The second problem is easily as serious, and just as fundamental. If it’s true that interpretation necessarily simplifies, performance necessarily complicates — enriches, adds, transforms — the text. But even that’s not quite accurate. As a generation of performance theorists has elaborated, a performance of a play is not actually a performance of the play. A show is a show is a show. It functions according to a very different set of rules than a text; it uses very different sign systems than a text; it exists in a very different medium than a text; and it is received by its audience in very different ways than a text is received by its reader. Saying that a production “translates” a script into a performance is inadequate. A performance and a script have things in common, of course, and the script can, under certain conventions, limit what a performance can do. But that’s about it. To think about performances as mere interpretations, and to judge them according to their ability to realize the “vision” of the author of a text, is not just badly reductive, it’s a meaningless exercise. It requires ignoring a huge array of sensory information that no author’s text could ever anticipate or dictate (even as controlling a text as, say, Beckett’s Not I does not prescribe the exact length of pauses; the quality of voice; the sound of breath; the exact light levels in the theatre; the shape of the actor’s mouth; the precise accent; the cultural resonance of that accent; the cultural resonances of the specific actor’s voice; the levels of heat in the theatre; the behaviour of the audience; the noises from elsewhere in the theatre, the auditorium, and the outside; the smells in the theatre; and so on — but all of those and many more are unavoidably part of the show). Thinking of theatre as an author’s medium means reducing most of what theatre does to the status of paper and ink.
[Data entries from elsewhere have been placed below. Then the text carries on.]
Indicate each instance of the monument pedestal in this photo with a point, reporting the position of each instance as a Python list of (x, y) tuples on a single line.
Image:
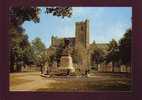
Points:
[(66, 65)]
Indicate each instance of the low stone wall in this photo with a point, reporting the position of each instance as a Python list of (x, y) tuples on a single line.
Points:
[(108, 68), (30, 69)]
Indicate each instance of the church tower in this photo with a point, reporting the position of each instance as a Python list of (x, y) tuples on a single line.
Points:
[(82, 33)]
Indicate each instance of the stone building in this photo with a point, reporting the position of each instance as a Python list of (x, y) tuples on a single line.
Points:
[(81, 36)]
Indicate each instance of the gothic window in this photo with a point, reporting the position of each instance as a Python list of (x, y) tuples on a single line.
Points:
[(81, 28)]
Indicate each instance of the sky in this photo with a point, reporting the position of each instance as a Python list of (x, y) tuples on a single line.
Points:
[(106, 23)]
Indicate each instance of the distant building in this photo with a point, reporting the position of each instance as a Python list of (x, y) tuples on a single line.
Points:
[(81, 36)]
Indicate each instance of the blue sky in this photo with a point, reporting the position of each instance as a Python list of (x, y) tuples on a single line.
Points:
[(105, 23)]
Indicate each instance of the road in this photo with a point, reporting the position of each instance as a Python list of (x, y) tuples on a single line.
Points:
[(32, 81)]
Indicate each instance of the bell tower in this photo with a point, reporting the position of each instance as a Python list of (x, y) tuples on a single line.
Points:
[(82, 33)]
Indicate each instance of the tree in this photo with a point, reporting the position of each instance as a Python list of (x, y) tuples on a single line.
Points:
[(125, 48), (39, 52), (113, 54)]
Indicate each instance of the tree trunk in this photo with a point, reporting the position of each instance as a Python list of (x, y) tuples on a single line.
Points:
[(113, 65)]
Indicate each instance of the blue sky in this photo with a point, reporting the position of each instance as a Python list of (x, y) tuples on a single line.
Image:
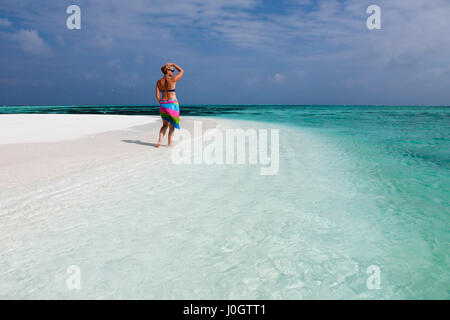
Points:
[(233, 52)]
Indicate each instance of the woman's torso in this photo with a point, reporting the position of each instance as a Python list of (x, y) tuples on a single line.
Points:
[(167, 85)]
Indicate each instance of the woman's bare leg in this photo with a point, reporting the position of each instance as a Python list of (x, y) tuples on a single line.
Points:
[(171, 130), (162, 132)]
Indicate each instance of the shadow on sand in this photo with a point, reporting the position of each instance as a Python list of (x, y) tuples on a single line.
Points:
[(140, 142)]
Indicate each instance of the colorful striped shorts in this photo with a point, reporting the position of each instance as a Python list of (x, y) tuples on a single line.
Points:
[(169, 110)]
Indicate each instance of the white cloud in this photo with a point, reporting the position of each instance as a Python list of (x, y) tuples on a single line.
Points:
[(276, 78), (31, 42), (5, 22)]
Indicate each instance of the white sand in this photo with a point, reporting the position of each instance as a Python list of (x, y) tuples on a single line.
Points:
[(29, 128), (42, 147)]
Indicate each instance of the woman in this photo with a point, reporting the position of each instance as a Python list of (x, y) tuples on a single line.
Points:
[(168, 104)]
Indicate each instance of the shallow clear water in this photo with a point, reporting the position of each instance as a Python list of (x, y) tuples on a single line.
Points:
[(356, 187)]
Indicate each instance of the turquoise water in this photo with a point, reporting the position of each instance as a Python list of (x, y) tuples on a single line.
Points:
[(357, 187)]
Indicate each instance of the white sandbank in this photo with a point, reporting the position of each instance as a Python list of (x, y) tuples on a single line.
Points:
[(41, 147), (30, 128)]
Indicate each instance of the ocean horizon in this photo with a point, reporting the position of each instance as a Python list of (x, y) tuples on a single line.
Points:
[(358, 188)]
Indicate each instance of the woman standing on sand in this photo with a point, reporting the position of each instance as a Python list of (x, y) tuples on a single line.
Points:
[(169, 108)]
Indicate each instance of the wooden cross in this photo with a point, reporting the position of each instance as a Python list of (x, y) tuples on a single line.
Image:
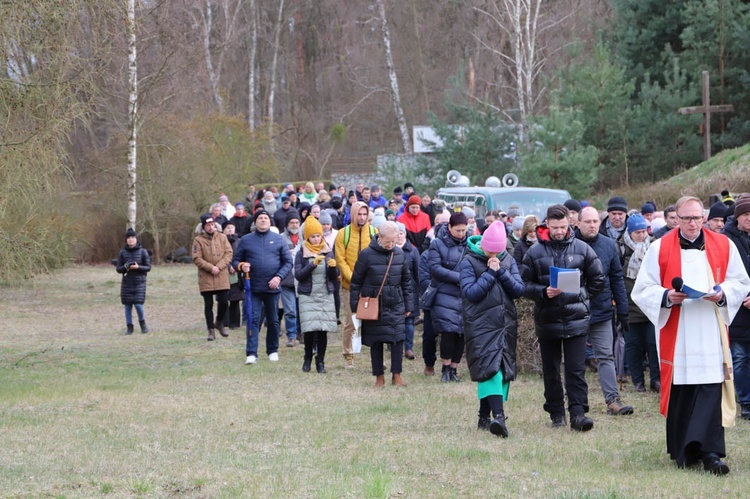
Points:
[(706, 109)]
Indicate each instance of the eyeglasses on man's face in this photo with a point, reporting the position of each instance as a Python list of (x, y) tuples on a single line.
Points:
[(689, 220)]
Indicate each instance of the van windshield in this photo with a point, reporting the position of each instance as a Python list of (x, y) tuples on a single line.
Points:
[(530, 202)]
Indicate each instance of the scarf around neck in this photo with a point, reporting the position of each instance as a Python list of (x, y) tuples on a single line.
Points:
[(639, 252)]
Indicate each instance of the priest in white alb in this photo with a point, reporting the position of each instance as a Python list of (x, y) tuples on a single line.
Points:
[(697, 393)]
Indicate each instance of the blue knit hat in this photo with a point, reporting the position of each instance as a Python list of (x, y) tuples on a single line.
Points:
[(636, 222)]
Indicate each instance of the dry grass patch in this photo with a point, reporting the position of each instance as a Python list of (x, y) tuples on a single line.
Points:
[(87, 411)]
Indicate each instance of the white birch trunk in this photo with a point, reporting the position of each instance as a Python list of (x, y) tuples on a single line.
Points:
[(132, 114), (252, 76), (523, 29), (213, 76), (274, 62), (395, 94)]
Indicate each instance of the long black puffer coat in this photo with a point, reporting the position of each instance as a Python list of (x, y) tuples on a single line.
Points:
[(133, 288), (490, 316), (442, 258), (566, 315), (366, 280), (411, 254)]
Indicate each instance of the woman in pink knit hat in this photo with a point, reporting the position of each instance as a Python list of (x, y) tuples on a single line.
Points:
[(490, 281)]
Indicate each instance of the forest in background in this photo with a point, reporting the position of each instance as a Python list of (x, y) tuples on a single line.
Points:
[(238, 91)]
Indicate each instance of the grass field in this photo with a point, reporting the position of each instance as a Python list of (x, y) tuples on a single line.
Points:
[(86, 411)]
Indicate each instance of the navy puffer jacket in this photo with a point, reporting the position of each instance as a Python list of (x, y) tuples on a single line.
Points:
[(443, 257), (268, 256), (566, 315), (133, 287), (366, 280), (614, 284), (490, 317), (739, 330)]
Now, none of this is to say that it’s pointless to think about how a particular production relates to its script. But to judge a production based on its purported success in transporting an author’s alleged vision is not so much reductive (although it is that) as pointless. After all, if a performance finds its ultimate justification in its ability to be absolutely true to its text, then why bother performing — and why bother watching performances? If texts are that powerful, then why not just read the text? If playwrights’ visions are this important, then why interpose so many mediating bodies, images, and sounds between author and audience? If all one wants is a clearly audible signal, why spend so much time and money on theatrical noise?

2 Responses to Performance and Authorship

  1. Alex Istudor says:

    This reminded me of what Peter Brook was saying – a loooooong time ago, but it seems to me some people are going backwards, reviving some old theatre clichés): ‘when I hear a director speaking glibly of serving the author, of letting a play speak for itself, my suspicions are aroused, because this is the hardest job of all. If you just let a play speak, it may not make a sound.’ the empty space, p. 43. He spoke of the ‘deadly theatre’ 50 years ago, and, still, it seems to me that this is the best concept that describes the Anglo-American theatre (ok, let’s say 80% of it): museum theatre.